Understanding Kadane’s solution to the maximum subarray problem
There is something called the maximum subarray problem, and it goes something like this.
You are given an array of numbers: something like 3,5,-2,-1,5,3,1,-4,-6,5. Your job is to come up with the subarray with the highest sum.
For this example it would be the subarray [3,5,-2,-1,5,3,1], which has a sum of 14. No other subarray gives a higher sum.
Let’s look at a few more:
- The sequence -3,-3,-2,-4,-2,-5,-4 has the highest sum being -2, given by the subarray [-2].
- The sequence 1,2,-1,-2,1 has the highest sum being 3, given by the subarray [1,2].
- The sequence 3,2,1,4 has the highest sum being 10, given by the subarray [3,2,1,4].
It’s an interesting problem with many applications. How do we solve it?
Solving the problem Link to heading
While there are many ways to solve this problem, the best solution is Kadane’s Algorithm.
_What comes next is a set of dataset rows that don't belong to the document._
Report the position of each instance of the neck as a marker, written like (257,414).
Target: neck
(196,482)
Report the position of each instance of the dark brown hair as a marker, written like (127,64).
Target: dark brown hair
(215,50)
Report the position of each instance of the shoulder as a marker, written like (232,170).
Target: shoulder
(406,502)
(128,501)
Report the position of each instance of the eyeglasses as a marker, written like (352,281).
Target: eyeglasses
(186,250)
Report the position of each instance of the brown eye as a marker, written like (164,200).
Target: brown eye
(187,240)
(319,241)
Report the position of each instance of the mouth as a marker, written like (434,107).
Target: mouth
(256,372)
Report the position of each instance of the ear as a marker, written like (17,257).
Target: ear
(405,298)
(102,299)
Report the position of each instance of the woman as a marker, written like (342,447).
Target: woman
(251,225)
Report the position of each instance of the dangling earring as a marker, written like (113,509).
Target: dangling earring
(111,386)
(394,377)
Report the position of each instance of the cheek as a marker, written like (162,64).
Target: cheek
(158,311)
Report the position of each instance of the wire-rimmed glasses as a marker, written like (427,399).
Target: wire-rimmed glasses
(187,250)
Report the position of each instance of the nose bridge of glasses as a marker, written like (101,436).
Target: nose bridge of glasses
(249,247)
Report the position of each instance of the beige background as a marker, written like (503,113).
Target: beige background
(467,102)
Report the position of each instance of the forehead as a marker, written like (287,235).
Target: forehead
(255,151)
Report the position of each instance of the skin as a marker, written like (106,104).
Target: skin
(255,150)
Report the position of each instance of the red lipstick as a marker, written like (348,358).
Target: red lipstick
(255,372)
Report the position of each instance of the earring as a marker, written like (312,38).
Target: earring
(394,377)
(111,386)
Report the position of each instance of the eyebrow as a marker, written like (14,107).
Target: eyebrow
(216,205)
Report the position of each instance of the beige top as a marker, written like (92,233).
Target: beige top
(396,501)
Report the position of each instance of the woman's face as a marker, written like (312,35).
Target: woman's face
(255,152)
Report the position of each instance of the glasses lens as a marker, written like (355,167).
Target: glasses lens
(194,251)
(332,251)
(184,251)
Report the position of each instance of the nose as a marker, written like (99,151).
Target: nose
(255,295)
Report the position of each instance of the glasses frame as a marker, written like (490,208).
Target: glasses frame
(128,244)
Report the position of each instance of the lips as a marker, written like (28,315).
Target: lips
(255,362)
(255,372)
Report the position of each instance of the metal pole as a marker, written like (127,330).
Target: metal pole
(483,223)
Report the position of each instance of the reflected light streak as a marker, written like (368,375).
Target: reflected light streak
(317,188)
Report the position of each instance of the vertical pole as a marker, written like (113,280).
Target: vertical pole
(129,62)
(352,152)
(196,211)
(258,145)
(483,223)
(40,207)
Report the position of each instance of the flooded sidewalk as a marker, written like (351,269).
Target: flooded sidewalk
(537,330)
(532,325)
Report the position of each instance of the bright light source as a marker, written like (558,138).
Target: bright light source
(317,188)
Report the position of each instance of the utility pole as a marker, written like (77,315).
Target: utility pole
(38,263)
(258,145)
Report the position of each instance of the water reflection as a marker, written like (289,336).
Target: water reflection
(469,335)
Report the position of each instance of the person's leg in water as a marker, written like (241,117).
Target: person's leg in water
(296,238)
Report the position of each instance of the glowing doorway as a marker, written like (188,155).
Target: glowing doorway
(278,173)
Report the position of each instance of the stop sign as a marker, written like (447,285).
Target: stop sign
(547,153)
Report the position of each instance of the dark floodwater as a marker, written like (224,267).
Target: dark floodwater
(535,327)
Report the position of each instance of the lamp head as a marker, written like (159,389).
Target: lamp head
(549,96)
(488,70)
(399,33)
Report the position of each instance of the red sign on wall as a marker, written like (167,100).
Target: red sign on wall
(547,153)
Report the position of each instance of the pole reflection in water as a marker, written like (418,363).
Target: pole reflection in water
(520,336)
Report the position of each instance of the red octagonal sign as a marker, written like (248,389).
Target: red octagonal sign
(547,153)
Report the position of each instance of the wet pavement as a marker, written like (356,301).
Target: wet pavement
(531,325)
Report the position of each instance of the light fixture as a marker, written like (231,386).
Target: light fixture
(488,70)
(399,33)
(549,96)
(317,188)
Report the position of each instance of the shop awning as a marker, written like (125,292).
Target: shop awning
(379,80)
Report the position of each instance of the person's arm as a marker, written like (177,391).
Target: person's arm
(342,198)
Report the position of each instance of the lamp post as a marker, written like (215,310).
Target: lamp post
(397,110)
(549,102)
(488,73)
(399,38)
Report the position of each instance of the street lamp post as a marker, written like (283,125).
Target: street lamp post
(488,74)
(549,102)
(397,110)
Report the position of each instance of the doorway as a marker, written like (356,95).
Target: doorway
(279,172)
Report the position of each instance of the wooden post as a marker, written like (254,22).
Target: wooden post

It’s a deceptively simple algorithm, yet also deceptively difficult to understand.
Here’s the Python algorithm given on Wikipedia:
def max_subarray(A):
max_ending_here = max_so_far = A[0]
for x in A[1:]:
max_ending_here = max(x, max_ending_here + x)
max_so_far = max(max_so_far, max_ending_here)
return max_so_far
Here’s an R implementation, with a trace added to help figure out what’s going on.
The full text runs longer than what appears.